Not that we needed it, but the Dutch TT was a reminder that anything can happen in MotoGP™. Heading to The Cathedral of Speed, World Championship leader Fabio Quartararo (Monster Energy Yamaha MotoGP™) boasted a 34-point lead over Aleix Espargaro (Aprilia Racing) after winning for a third time this season at the Sachsenring.
However, that Turn 5 crash and Espargaro’s subsequent heroic comeback means heading into the summer break, the Frenchman’s advantage was cut to just 21 points. Dutch TT race winner Francesco Bagnaia (Ducati Lenovo Team) won his third race of the season – Ducati’s first at Assen since Casey Stoner’s 2008 triumph – and is now 66 points down on Quartararo, with Johann Zarco (Prima Pramac Racing) 58 points off top spot in P3.
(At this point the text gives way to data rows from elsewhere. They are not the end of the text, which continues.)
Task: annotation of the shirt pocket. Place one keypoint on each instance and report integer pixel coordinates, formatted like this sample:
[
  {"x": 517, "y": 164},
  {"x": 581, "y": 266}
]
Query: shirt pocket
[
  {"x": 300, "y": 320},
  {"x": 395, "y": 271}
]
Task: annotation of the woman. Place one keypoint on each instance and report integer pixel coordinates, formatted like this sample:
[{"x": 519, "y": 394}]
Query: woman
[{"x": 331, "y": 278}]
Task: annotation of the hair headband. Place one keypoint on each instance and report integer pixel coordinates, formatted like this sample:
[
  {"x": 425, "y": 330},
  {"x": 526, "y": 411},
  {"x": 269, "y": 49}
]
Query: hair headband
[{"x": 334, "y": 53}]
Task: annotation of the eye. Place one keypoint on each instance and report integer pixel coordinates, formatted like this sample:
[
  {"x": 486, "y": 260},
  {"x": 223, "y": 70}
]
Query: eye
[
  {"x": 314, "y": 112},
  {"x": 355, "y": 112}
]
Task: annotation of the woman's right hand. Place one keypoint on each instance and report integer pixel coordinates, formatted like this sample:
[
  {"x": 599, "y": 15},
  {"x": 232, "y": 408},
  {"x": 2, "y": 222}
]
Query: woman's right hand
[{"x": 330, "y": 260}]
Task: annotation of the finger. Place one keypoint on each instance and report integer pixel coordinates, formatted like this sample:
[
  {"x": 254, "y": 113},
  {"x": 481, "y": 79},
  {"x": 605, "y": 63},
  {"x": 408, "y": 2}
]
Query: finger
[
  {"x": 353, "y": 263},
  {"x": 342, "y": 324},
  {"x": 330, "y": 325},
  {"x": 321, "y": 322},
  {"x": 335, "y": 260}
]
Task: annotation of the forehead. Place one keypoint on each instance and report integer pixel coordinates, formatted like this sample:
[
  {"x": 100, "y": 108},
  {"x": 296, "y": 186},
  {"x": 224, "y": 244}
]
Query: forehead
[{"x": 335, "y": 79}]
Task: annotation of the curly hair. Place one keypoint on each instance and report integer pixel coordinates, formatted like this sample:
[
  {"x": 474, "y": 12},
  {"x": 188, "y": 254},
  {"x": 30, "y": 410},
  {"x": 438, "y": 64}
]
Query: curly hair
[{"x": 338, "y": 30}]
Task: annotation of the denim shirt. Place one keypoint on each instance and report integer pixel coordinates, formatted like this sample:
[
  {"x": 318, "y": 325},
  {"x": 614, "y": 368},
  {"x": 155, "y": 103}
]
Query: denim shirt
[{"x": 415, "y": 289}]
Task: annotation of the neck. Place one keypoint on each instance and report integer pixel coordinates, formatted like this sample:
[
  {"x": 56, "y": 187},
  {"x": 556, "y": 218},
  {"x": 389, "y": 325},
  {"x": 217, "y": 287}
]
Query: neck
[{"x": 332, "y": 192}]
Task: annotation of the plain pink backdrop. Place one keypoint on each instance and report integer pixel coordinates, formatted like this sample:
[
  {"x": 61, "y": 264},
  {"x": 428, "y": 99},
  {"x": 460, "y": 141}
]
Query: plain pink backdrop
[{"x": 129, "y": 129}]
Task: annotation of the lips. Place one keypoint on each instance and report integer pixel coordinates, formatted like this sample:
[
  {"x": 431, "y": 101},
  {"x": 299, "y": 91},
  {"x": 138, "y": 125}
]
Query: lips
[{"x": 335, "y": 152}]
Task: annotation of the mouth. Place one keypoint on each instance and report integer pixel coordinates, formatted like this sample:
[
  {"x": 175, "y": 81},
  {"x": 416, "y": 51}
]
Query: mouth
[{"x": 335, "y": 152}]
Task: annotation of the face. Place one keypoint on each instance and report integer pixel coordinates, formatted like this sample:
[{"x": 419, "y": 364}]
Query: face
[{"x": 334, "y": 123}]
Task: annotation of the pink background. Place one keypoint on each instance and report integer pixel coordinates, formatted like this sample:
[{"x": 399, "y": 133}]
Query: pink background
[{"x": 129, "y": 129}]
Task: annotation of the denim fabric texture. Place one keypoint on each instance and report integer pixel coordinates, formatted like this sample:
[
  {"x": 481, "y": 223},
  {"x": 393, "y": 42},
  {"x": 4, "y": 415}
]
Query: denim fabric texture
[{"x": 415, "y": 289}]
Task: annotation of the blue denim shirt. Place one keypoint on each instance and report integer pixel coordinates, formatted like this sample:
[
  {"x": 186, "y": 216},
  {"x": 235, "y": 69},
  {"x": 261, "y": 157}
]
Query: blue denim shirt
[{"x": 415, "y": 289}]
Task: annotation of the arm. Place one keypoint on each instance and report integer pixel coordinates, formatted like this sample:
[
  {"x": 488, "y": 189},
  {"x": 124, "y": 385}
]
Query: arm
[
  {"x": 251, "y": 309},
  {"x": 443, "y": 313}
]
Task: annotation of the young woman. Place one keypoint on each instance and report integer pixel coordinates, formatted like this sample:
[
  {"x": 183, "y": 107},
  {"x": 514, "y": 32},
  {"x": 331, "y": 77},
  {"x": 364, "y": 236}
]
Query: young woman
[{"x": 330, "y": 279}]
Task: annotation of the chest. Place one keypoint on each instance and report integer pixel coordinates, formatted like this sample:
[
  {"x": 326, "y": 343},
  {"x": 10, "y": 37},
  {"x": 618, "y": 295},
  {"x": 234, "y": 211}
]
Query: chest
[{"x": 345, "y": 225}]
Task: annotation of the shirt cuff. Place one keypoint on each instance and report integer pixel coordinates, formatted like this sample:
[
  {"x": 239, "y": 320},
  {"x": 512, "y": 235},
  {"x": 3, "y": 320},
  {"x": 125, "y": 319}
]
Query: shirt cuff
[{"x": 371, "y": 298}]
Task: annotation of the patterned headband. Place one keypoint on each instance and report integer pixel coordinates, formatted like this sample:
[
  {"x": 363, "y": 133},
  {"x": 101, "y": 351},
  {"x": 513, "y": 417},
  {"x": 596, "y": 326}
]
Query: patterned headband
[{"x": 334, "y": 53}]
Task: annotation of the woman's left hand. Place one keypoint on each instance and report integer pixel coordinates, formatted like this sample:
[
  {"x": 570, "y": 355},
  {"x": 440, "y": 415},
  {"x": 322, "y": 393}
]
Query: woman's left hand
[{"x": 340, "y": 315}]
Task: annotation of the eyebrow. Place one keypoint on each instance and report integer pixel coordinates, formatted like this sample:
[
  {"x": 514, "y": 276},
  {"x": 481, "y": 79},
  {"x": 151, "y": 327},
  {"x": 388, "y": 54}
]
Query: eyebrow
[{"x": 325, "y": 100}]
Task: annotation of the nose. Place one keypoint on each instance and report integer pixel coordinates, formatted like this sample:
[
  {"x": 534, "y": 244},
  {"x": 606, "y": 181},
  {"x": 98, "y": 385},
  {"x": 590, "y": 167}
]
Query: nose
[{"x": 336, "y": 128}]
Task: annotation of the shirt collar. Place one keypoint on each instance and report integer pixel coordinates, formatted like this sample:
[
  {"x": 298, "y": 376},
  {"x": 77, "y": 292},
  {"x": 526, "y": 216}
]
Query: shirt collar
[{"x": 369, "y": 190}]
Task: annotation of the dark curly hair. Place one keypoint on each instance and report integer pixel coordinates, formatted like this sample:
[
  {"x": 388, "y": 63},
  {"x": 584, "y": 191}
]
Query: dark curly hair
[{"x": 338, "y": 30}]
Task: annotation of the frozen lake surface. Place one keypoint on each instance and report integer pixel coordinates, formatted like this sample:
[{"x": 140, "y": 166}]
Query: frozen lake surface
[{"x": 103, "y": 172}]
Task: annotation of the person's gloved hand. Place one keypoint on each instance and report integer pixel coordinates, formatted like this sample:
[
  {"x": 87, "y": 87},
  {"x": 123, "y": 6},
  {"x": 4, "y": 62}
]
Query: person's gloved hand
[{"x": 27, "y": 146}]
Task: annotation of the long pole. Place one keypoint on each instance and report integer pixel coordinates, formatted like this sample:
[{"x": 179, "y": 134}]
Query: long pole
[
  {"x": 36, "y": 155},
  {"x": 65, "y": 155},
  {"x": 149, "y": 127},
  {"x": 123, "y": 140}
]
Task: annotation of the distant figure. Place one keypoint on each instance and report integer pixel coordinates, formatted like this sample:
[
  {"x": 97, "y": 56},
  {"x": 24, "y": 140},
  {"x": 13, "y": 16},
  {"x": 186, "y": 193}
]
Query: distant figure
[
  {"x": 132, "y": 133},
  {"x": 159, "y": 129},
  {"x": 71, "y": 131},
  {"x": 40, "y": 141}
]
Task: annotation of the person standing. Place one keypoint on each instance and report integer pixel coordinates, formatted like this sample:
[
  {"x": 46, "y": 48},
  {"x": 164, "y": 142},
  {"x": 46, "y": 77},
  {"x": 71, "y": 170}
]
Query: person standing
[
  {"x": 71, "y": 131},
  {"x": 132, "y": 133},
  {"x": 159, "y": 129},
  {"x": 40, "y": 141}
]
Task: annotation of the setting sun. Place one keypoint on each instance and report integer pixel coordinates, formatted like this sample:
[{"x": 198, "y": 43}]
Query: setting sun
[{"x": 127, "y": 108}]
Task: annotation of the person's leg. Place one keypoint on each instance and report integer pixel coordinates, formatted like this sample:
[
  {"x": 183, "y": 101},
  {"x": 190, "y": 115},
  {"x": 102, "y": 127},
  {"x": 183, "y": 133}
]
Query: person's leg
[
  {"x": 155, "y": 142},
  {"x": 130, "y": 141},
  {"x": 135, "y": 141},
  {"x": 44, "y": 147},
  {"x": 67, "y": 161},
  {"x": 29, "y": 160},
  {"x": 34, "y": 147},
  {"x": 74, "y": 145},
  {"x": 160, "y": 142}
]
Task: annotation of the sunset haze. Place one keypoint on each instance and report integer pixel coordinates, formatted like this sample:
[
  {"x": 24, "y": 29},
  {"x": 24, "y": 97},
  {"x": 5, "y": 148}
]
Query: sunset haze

So what does this all mean for the Championship when the riders return at the British GP for the remaining nine races of the season? Well, Assen saw a shift in momentum. The pendulum swung Espargaro’s way for the first time since the Spaniard beat Quartararo to the podium at the French GP. From Le Mans to Germany, El Diablo was able to finish P2 in Italy and win both the Catalan and German GPs in commanding style, stretching his lead from just four points to those aforementioned 34.
Uncatchable? Some thought so. Given the form the reigning King of MotoGP™ was showing and with the following two tracks coming in the form of Assen and Silverstone – both circuits he won at in 2021 – things were looking a tad grim for the chasing pack. Especially for Pecco, who had suffered his third DNF in four when he slipped out of second place at the Sachsenring. The Italian’s deficit sat at an uncomfortable 91 points. A mountain and then some to climb.
But an uncharacteristic “rookie” error from Quartararo in the Netherlands has blown the title race back open. Pecco is now a three time winner in 2022, like Quartararo and Enea Bastianini (Gresini Racing MotoGP™), but his four DNFs have so far hindered his Championship attack. But the fact is when Pecco has been on the podium, it’s been on the top step. If a bit of consistency can be found, there is no doubt Bagnaia has the pace to make life difficult for Quartararo and Espargaro in the upcoming races. Clawing back large hauls of points in the latter half of a campaign is something we’ve seen before from Pecco, too.
Espargaro’s historic Argentina victory remains his one and only win of his Grand Prix career, but that run of four consecutive P3s has kept him well in the hunt. If it weren’t for Quartararo taking Espargaro into the gravel with him at Assen's tight Turn 5 left-hander, the gap would be considerably smaller. But on the other side of the coin, that P15 to P4 recovery will have injected Espargaro and Aprilia with yet more confidence that they can turn up to any circuit in the world and be one of the quickest packages on the grid. If not the quickest.
Confidence is racing through the Noale factory’s veins, especially now Maverick Viñales (Aprilia Racing) has claimed his first podium with the Italian outfit. Top Gun will be a crucial weapon in Espargaro’s arsenal in the next few months. And at this moment in time, Quartararo doesn’t have that with Franco Morbidelli (Monster Energy Yamaha MotoGP™) struggling for form.
Zarco’s name isn’t really being mentioned in the title race, despite the Frenchman sitting ahead of Pecco in the overall standings. The disappointing P13 in Assen came after a good run of results that saw him pick up three podiums in six races, but that illustrious maiden premier class win still eludes Zarco. Still, the number 5 shouldn’t be ruled out.
And then there’s another three time 2022 winner: Bastianini. It’s been a spikey campaign for the Italian sophomore, having finished a best of P8 in the races he hasn’t won. Bastianini remains a title contender, but like Pecco, consistency needs to be unearthed – and quickly – if Quartararo and Espargaro are going to be reeled in.
Heading into the final nine races of the campaign, the top five in the World Championship look like this:
1. Fabio Quartararo – 172 points (3 wins, 3 podiums)
2. Aleix Espargaro – 151 points (1 win, 4 podiums)
3. Johann Zarco – 114 points (0 wins, 4 podiums)
4. Francesco Bagnaia – 106 points (3 wins, 0 podiums)
5. Enea Bastianini – 105 points (3 wins, 0 podiums)
67 points splitting the top five, 225 points left on the table. The 2022 title race is on!